"Was it?" said Winter, gazing at him at last with a species of contempt. "And to throw dust in my eyes—in the eyes of your superior officer—you inked it out again?"

"You wouldn't believe," muttered Clarke. "Why, you don't know half this story. I haven't told you yet how I found the daggers——"

"You don't say," mocked Winter.

"But I do, I did," cried Clarke, beside himself with excitement. "I took them out of Janoc's lodgings, and put them in a cab. I would have them in my hands this minute if some d—d thing hadn't occurred, some trick of fate——"

Winter stooped and unlocked a drawer in his writing-desk.

"Are these your daggers?" he demanded, though Clarke was shrewd enough, if in possession of his usual senses, to have caught the note of suppressed astonishment in the Chief Inspector's voice, since this was the first he had heard of Furneaux's deliberate pilfering of the weapons from his colleague.

But something was singing in Clarke's ears, and his eyes were glued on the blades resting there in the drawer. Denial was impossible. He recognized them instantly, and all his assurance fled from that moment.

"Well, there!" he murmured, in a curiously broken voice. "I give in! I'm done! I'm a baby at this game. Next thing, I suppose, I'll be asked to resign—me, who found 'em, and the diary, and the letter telling Janoc not to kill her—yet."

He was looking so fixedly at the two daggers that he failed to see the smile of relief that flitted over Winter's face. Now, more than ever, the Chief Inspector realized that he was dealing with one of the most complex and subtle crimes which had come within his twenty years of experience. He was well versed in Furneaux's sardonic humor, and the close friendship that had existed between them ever since the little Jersey man joined the Criminal Investigation Department had alone stopped him from resenting it. It was clear now to his quick intelligence that Furneaux had actually planned nearly every discovery which either he himself or Clarke had made. Why? He could not answer. He was moving through a fog, blind-folded, with hands tied behind his back. Search where he would, he could not find a motive, unless, indeed, Furneaux was impelled by that strangest of all motives, a desire to convict himself. At any rate, he did not want Clarke to tread on the delicate ground that must now be covered before Furneaux was arrested, and the happy accident which had unlocked Clarke's tongue with regard to the diary would serve admirably to keep him well under control.

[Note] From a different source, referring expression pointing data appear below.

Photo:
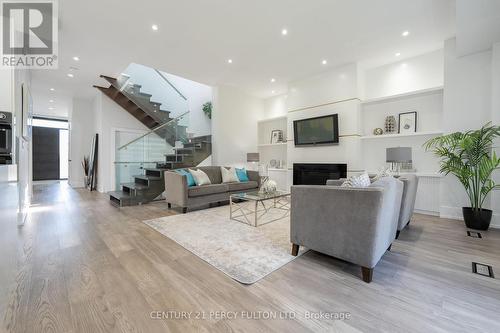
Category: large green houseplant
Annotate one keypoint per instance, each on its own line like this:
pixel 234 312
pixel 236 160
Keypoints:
pixel 470 157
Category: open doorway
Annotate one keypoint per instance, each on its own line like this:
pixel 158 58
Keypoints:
pixel 50 149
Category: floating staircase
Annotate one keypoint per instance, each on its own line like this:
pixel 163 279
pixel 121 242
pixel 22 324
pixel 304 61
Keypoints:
pixel 150 185
pixel 139 104
pixel 143 161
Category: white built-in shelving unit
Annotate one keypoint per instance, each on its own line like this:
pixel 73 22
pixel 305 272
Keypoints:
pixel 273 151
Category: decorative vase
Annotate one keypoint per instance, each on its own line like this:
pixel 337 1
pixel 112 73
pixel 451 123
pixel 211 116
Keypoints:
pixel 268 186
pixel 477 218
pixel 390 124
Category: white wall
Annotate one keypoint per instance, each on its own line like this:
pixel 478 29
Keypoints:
pixel 275 106
pixel 109 116
pixel 467 105
pixel 7 172
pixel 234 125
pixel 421 72
pixel 495 110
pixel 82 127
pixel 310 96
pixel 23 147
pixel 197 95
pixel 335 85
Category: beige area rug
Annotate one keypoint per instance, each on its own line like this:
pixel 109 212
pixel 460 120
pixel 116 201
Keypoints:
pixel 245 253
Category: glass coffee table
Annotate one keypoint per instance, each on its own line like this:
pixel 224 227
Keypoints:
pixel 255 208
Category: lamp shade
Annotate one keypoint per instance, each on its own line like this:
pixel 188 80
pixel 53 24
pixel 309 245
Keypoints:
pixel 398 155
pixel 253 157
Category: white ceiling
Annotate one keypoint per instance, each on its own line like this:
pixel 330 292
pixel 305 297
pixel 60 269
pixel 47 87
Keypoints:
pixel 196 37
pixel 478 25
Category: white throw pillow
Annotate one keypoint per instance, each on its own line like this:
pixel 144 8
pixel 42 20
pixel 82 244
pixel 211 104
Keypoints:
pixel 229 175
pixel 200 178
pixel 362 180
pixel 382 172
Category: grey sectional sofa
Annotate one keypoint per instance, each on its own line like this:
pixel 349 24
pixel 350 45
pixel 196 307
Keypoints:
pixel 410 186
pixel 178 193
pixel 353 224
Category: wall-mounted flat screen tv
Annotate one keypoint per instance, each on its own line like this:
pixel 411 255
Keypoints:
pixel 316 131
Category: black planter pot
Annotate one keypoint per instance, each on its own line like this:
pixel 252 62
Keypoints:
pixel 477 218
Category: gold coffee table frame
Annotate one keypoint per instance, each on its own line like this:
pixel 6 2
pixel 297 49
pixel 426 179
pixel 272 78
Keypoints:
pixel 263 203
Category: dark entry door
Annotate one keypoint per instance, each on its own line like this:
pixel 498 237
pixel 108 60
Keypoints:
pixel 45 153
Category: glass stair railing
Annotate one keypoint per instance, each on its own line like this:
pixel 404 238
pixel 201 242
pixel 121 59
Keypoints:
pixel 141 163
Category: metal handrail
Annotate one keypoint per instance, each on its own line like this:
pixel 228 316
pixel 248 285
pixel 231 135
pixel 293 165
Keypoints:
pixel 153 130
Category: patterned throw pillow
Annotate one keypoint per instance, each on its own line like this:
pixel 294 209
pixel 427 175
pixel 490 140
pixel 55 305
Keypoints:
pixel 242 175
pixel 190 179
pixel 229 175
pixel 200 177
pixel 357 181
pixel 382 172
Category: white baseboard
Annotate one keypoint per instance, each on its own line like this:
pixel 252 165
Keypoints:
pixel 495 221
pixel 78 184
pixel 448 212
pixel 456 214
pixel 426 212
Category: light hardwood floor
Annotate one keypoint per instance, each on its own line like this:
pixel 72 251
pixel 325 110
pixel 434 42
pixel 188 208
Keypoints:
pixel 82 265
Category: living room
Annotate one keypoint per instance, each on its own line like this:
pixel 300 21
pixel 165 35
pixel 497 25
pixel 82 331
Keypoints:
pixel 265 166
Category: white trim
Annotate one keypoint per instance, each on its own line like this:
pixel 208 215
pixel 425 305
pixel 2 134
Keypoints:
pixel 272 119
pixel 403 95
pixel 385 136
pixel 426 212
pixel 447 212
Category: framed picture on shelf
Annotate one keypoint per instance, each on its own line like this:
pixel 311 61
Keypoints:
pixel 276 136
pixel 407 122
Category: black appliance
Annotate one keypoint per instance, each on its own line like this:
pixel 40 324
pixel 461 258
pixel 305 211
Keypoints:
pixel 5 138
pixel 316 131
pixel 317 173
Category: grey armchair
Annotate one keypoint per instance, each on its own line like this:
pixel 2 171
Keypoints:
pixel 408 202
pixel 354 224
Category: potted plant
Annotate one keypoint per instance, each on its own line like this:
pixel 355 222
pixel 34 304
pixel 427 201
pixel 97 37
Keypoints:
pixel 470 157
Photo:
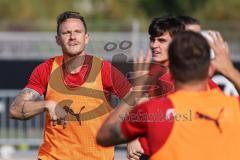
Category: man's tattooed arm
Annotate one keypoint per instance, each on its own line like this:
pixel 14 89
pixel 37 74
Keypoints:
pixel 27 104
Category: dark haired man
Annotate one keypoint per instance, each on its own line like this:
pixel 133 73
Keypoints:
pixel 192 123
pixel 76 89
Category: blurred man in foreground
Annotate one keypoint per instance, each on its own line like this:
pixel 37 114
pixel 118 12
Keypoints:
pixel 76 89
pixel 192 123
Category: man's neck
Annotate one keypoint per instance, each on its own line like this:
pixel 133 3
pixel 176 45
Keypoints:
pixel 73 64
pixel 194 86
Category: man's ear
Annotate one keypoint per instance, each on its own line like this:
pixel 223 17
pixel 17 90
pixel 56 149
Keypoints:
pixel 58 40
pixel 211 69
pixel 87 38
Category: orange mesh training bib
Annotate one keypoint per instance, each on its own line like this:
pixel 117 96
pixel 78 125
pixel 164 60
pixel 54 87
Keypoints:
pixel 78 140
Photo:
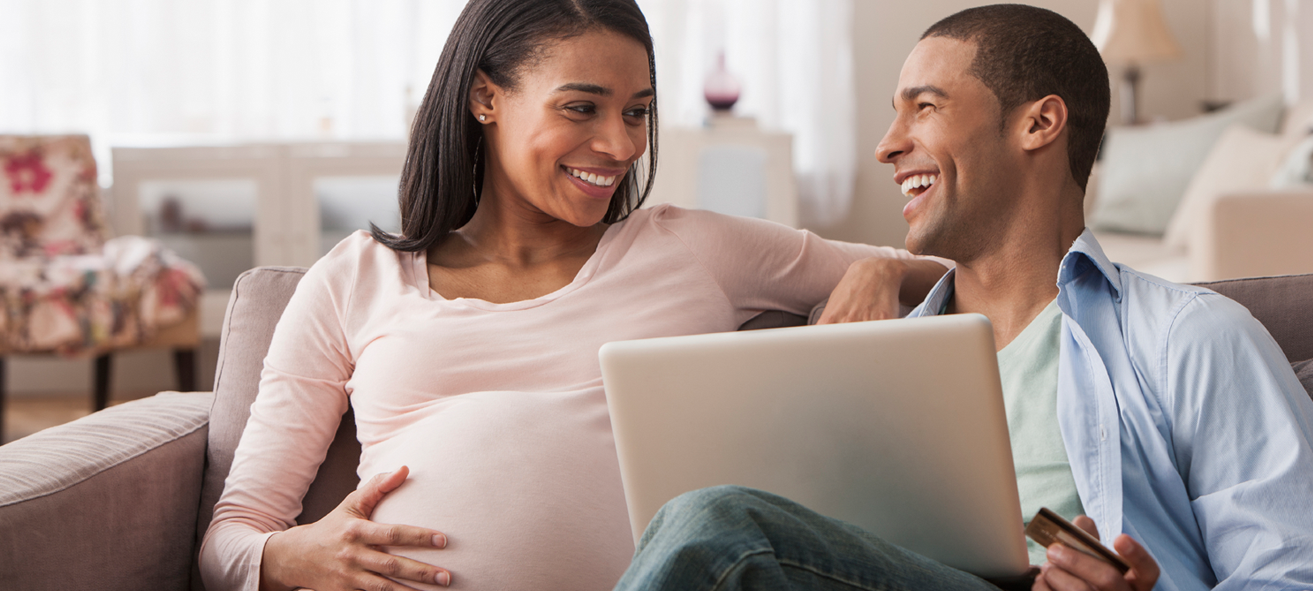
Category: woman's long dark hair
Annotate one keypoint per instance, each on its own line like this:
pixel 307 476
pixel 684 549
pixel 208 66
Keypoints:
pixel 499 37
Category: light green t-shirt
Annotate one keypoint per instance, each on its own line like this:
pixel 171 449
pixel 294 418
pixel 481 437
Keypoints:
pixel 1028 367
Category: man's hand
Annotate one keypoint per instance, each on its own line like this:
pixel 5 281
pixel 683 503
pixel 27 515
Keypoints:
pixel 343 550
pixel 1069 569
pixel 872 289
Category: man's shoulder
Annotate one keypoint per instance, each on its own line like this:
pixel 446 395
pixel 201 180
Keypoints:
pixel 1170 314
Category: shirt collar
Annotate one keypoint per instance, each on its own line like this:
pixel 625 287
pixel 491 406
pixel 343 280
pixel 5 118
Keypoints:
pixel 1086 254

"Now, look here, Inspector Clarke," said Winter severely, after a pause that left the other in wretched suspense, "you have erred badly in this matter. For once, I am willing to overlook it—because—because you fancied you had a grievance. But, remember this—never again! Lack of candor is fatal to the best interests of the service. It is for me to decide which cases you shall take up and which you shall leave alone. You know perfectly well that if, by chance, information reaches you with regard to any inquiry which may prove useful to the man in charge of it, it is your duty to tell him everything. I say no more now. You understand me fully, I have no doubt. You must take it from me, without question or protest, that neither Janoc nor his sister was responsible for that crime. They may have been mixed up in it—in some manner now hidden from me—but they had no share in it personally. Still, seeing that you have worked so hard, I don't object to your presence while I prove that I am right. Come with me now to Marlborough Street. Mr. Osborne must be set at liberty, of course, but I shall confront your Anarchist friends with one another, and then you will see for yourself my grounds for being so positive as to their innocence."